What are the politics of secrecy?
De nombreuses juridictions classées dans l'indice d'opacité financière (Financial Secrecy Index) sont habituellement décrites comme des paradis fiscaux, et les paradis fiscaux sont souvent perçus comme de petites îles bordées de palmiers, remplies de cabinets d’avocats douteux, de yachts et de nombreuses sociétés-écrans. Des endroits ensoleillés pour des gens de l’ombre.
Le Financial Secrecy Index lève le voile sur une situation politique bien plus riche et plus complexe. Les plus grands acteurs mondiaux en matière d'opacité financière ne sont pas forcément ces îles perdues au milieu de l'océan que tout le monde imagine mais plutôt des pays riches, principalement des membres de l'Organisation de coopération et de développement économiques (OCDE) ou des « satellites» des pays de l'OCDE, surtout de la Grande-Bretagne.
Par ailleurs, nous sommes aussi tout particulièrement préoccupés par les États-Unis, ainsi que par certains pays du continent européen : le Luxembourg, la Suisse et les Pays-Bas, figurent également parmi les 10 premiers de notre classement. Les pays membres de l'OCDE et leurs diverses dépendances représentent plus de 80 % du marché mondial des services financiers offshore.

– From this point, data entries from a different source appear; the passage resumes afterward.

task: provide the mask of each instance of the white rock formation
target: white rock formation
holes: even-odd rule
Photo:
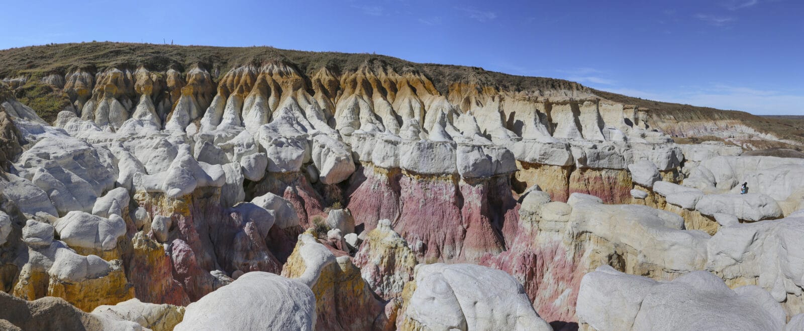
[[[404,318],[429,329],[550,330],[522,285],[504,272],[474,264],[420,264]]]
[[[252,272],[190,304],[174,330],[311,331],[315,319],[315,296],[309,287],[276,274]]]
[[[299,225],[299,216],[293,205],[282,197],[269,192],[254,198],[251,202],[273,213],[276,225],[280,229]]]
[[[776,200],[758,193],[707,194],[695,204],[695,210],[705,215],[728,214],[752,222],[778,219],[783,215]]]
[[[54,223],[61,240],[74,247],[109,251],[125,235],[125,221],[119,215],[109,219],[83,211],[71,211]]]
[[[578,319],[598,330],[782,329],[781,307],[753,285],[728,288],[707,272],[667,283],[602,266],[584,276]]]

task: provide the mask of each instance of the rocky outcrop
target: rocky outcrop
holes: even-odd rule
[[[416,255],[408,242],[391,228],[391,221],[381,219],[366,235],[355,255],[355,265],[363,279],[385,300],[399,296],[404,285],[413,280]]]
[[[758,285],[781,303],[788,317],[804,313],[801,217],[724,227],[712,236],[706,268],[731,288]]]
[[[785,313],[757,286],[728,288],[707,272],[662,283],[603,266],[585,276],[578,297],[582,329],[782,329]]]
[[[221,51],[12,80],[72,106],[51,126],[0,93],[4,291],[156,329],[190,304],[178,329],[548,328],[536,312],[648,329],[677,325],[650,305],[665,285],[767,299],[687,280],[706,269],[802,313],[794,218],[774,220],[804,206],[801,162],[676,144],[656,112],[569,82]],[[650,284],[655,301],[593,295],[576,311],[605,265],[654,280],[604,285]],[[630,310],[601,309],[617,304]]]
[[[316,329],[383,329],[389,323],[384,304],[349,256],[335,257],[309,232],[300,235],[282,276],[313,290]]]
[[[522,285],[505,272],[473,264],[416,267],[408,283],[400,329],[552,329]]]
[[[706,264],[709,235],[683,230],[684,220],[675,214],[605,205],[579,194],[568,201],[572,205],[551,202],[544,192],[528,193],[510,248],[482,262],[524,284],[534,308],[548,321],[575,321],[580,280],[601,265],[672,280]]]
[[[313,330],[315,307],[316,297],[305,284],[252,272],[191,304],[174,329]]]
[[[26,301],[0,291],[0,304],[3,307],[0,327],[3,329],[142,330],[135,322],[84,313],[58,297]]]
[[[101,305],[92,314],[112,321],[127,321],[154,331],[170,331],[184,317],[184,307],[148,304],[131,299],[115,305]]]

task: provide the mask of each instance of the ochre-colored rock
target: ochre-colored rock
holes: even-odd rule
[[[297,279],[313,290],[316,329],[384,329],[388,323],[384,304],[371,292],[348,255],[337,259],[308,231],[282,268],[282,276]]]
[[[569,194],[594,195],[605,203],[629,203],[632,186],[631,175],[625,170],[580,169],[569,176]]]
[[[569,198],[569,166],[539,165],[517,161],[519,171],[515,174],[517,191],[538,185],[541,190],[549,193],[552,201],[567,202]]]
[[[394,232],[388,219],[380,220],[379,226],[368,232],[355,255],[355,265],[360,268],[363,278],[385,300],[402,293],[405,284],[413,279],[416,264],[408,242]]]

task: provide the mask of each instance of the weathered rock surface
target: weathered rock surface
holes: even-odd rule
[[[585,320],[581,280],[610,265],[676,280],[605,284],[612,301],[585,312],[608,324],[581,326],[695,326],[665,304],[750,311],[734,317],[745,325],[775,323],[777,303],[804,313],[790,217],[804,209],[804,163],[668,133],[795,141],[720,117],[681,123],[570,82],[306,56],[31,78],[69,99],[53,126],[6,92],[29,77],[2,80],[2,289],[109,305],[99,309],[134,328],[170,329],[180,309],[162,304],[198,301],[178,329],[539,329],[534,308],[556,327]],[[503,271],[414,272],[437,262]],[[736,289],[699,286],[716,283],[703,269]],[[737,299],[728,312],[699,298]],[[621,314],[604,313],[614,305]]]
[[[282,276],[313,290],[317,329],[384,329],[389,323],[384,304],[349,256],[336,258],[310,233],[300,235]]]
[[[101,305],[92,314],[112,321],[127,321],[154,331],[170,331],[184,317],[184,307],[155,304],[131,299],[115,305]]]
[[[135,322],[82,312],[64,299],[46,296],[26,301],[0,291],[0,327],[3,329],[120,330],[139,331]]]
[[[603,266],[584,276],[581,323],[609,329],[782,329],[781,307],[757,286],[730,289],[717,276],[692,272],[661,283]]]
[[[316,297],[303,283],[252,272],[191,304],[174,329],[313,330]]]
[[[419,265],[402,329],[551,330],[522,285],[504,272],[473,264]]]
[[[408,242],[391,228],[391,221],[381,219],[355,255],[355,265],[371,290],[388,300],[400,296],[413,280],[416,259]]]

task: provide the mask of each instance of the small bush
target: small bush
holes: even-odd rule
[[[313,230],[318,235],[326,235],[330,231],[330,227],[324,222],[324,218],[321,215],[313,216]]]

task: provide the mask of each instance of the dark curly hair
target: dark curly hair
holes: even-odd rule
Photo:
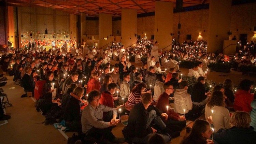
[[[136,85],[135,87],[131,90],[132,92],[135,91],[139,91],[140,92],[141,91],[141,90],[143,88],[146,88],[146,84],[144,83],[141,83]]]
[[[221,91],[214,91],[207,103],[207,106],[211,108],[214,106],[225,106],[224,99],[224,97]]]

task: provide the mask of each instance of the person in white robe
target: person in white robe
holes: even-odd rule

Il en résulte deux conséquences importantes. Les pays du G20 ont confié à l’OCDE (basée à Paris), la responsabilité de s’attaquer à l'opacité financière et aux juridictions opaques (ou paradis fiscaux). L’OCDE a joué un rôle crucial non seulement en termes de transparence, mais également dans la mise en place d’un cadre global pour l’impôt sur les sociétés, de conventions fiscales et bien plus encore.
Un quiproquo géographique
Très souvent, lorsqu'un État tente de réprimer les activités destructrices d'un autre, cela est décrit comme une « bataille » entre deux pays. Par exemple, lorsque les États-Unis ont commencé à arrêter les banquiers suisses en 2008, les banquiers suisses ont utilisé cela pour rallier la majeure partie du pays à leur cause en incarnant l'image de courageux défenseurs alpins faisant face au grand tyran américain. Mais cette « perspective géographique » est trompeuse. Il est important de changer le cadre de référence. Il ne s’agissait clairement pas d'un affrontement entre un pays et un autre, mais d’une question de politique sur la richesse. Cet affrontement opposait en fait les fraudeurs fiscaux et criminels américains fortunés ainsi que leurs intermédiaires financiers (en Suisse et ailleurs), contre les contribuables américains ordinaires et l’État de droit. C'est fondamentalement la même histoire dans tous les autres pays.
Ainsi, les politiques de l’opacité sont un récit fascinant et complexe sur les luttes de pouvoir entre les pays riches et les pays pauvres, entre les élites fortunées se soustrayant à la loi et les citoyens ordinaires à l’intérieur des pays, et bien souvent, une combinaison des deux.